L’Europe veut renforcer son industrie des semi-conducteurs

En résumé

La Commission européenne propose un plan très ambitieux – le Chips Act européen – qui prévoit quarante-deux milliards d’euros d’investissements publics dans le domaine des semi-conducteurs. Objectif: réduire la dépendance européenne envers l’Asie.

«C’est le plan industriel le plus important de ces dernières années», a déclaré Thierry Breton, commissaire au marché intérieur, en présentant début février le projet de loi européenne qui doit lancer l’Europe dans la course technologique pour les semiconducteurs, ces éléments de base pour créer les puces indispensables à l’électronique de pointe. On trouve ces puces électroniques partout: dans les ordinateurs, les smartphones, les voitures, les machines à laver, ou les cafetières électriques. La pénurie de semi-conducteurs, qui frappe notamment l’industrie automobile depuis trois ans, a provoqué un électrochoc, auquel s’est ajoutée la prise de conscience, avec la pandémie, que les importations pouvaient s’arrêter du jour au lendemain.

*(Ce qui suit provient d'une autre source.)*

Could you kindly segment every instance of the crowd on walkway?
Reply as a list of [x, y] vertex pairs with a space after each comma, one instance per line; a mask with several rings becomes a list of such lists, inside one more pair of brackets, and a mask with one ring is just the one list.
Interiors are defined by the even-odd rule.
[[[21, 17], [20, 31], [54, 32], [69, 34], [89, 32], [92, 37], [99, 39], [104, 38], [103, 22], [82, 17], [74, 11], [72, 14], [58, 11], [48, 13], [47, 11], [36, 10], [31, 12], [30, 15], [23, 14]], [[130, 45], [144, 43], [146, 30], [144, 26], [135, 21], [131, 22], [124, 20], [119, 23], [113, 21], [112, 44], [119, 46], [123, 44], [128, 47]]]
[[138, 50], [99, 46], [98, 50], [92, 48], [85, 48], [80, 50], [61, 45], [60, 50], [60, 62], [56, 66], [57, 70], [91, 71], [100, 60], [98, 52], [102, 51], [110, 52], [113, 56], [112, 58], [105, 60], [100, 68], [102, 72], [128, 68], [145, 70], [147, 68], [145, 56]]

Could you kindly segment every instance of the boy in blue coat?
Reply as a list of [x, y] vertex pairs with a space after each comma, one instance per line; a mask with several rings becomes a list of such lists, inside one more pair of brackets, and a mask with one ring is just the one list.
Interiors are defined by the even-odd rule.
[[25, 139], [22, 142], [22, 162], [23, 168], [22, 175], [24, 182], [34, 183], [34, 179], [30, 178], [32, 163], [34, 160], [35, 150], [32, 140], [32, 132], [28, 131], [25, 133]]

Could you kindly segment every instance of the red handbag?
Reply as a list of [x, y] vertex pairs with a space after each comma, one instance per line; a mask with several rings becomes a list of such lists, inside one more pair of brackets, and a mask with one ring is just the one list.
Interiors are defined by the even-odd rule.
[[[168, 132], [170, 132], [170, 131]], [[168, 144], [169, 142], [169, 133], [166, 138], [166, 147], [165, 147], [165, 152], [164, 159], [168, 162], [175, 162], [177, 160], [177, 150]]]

Il est apparu évident qu’il fallait produire davantage en Europe ces composants indispensables: actuellement, l’Union européenne produit moins de 10% des semi-conducteurs dans le monde et dépend fortement de fournisseurs asiatiques, essentiellement Taïwan et la Corée. «Si Taïwan n’était plus en mesure d’exporter, en trois semaines, l’ensemble des usines du monde s’arrêteraient», avertit Thierry Breton. Etant donné l’instabilité politique dans la région, il y a de quoi s’inquiéter.

IMPLANTER DES USINES

«La crise des vaccins nous a montré qu’être excellent en recherche n’était pas suffisant pour répondre à nos besoins. Il faut savoir produire», explique le commissaire, en précisant qu’«il ne s’agit pas d’être auto-suffisant, mais de construire une Europe «usine» capable de conquérir une part croissante du marché mondial». Thierry Breton fixe la barre à 20%, sachant que la production mondiale de puces électroniques devrait doubler d’ici à 2030. «On vise un quadruplement de la production.»

Le plan proposé par la Commission européenne comprend deux volets. D’une part, il prévoit douze milliards d’euros (six milliards venant de la Commission et six milliards des Etats membres) pour renforcer et financer la recherche dans les puces les plus innovantes. D’autre part, il veut faciliter l’implantation d’usines en Europe en autorisant les Etats membres qui les accueilleraient à les subventionner largement, pour autant que ces usines fabriquent des puces innovantes. L’Exécutif estime pouvoir mobiliser trente milliards d’euros (provenant en partir du budget européen). Avec ces aides publiques, la Commission espère attirer des investissements privés.

ADAPTER LES AIDES D’ÉTAT

Il est évident que ce projet s’écarte quelque peu des sacro-saintes règles européennes en matière de concurrence: la Commission parle d’«adaptation» nécessaire des règles d’aides d’Etat, étant donné «l’enjeu industriel, économique et stratégique». Ces aides seront cependant examinées à la loupe, elles devront être «appropriées» et «proportionnées» et les effets positifs l’emporter sur les éventuels risques de distorsion de concurrence. Comme ces aides peuvent également profiter à des entreprises étrangères, la Commission souhaite mettre en place des garde-fous. En cas de rupture d’approvisionnement, il serait ainsi possible de limiter les exportations. 

Le plan propose également une mesure immédiate, à savoir la mise en place d’un mécanisme de coordination entre les Etats membres et la Commission, qui devrait permettre une réaction rapide en cas de crise. L’objectif est très clair: «Sans puces, pas de transition numérique, pas de transition verte, pas de leadership technologique», insiste Thierry Breton. «Sécuriser l’approvisionnement en puces les plus avancées est devenu une priorité économique et géopolitique.»

DÉBATS DIFFICILES

Le projet de loi européenne sur les puces va maintenant être négocié au Conseil et au Parlement européen. La Commission souhaite que l’on aille vite. Elle a déjà présenté son projet fin février aux ministres européens chargés de l’intérieur et de l’industrie. Les débats s’annoncent difficiles, pour plusieurs raisons. Le projet remet en cause les règles de la concurrence, une petite «révolution culturelle», dit-on dans les couloirs. Tous les pays ne sont pas enthousiastes à l’idée d’instaurer un mécanisme de contrôle des exportations. Certains petits pays ou les pays nordiques expriment également des réticences, craignant que le projet favorise avant tout les grands Etats membres. En effet, seuls quelques Etats membres fabriquent aujourd’hui des semi-conducteurs: la France, l’Allemagne, l’Italie, les PaysBas et la Belgique.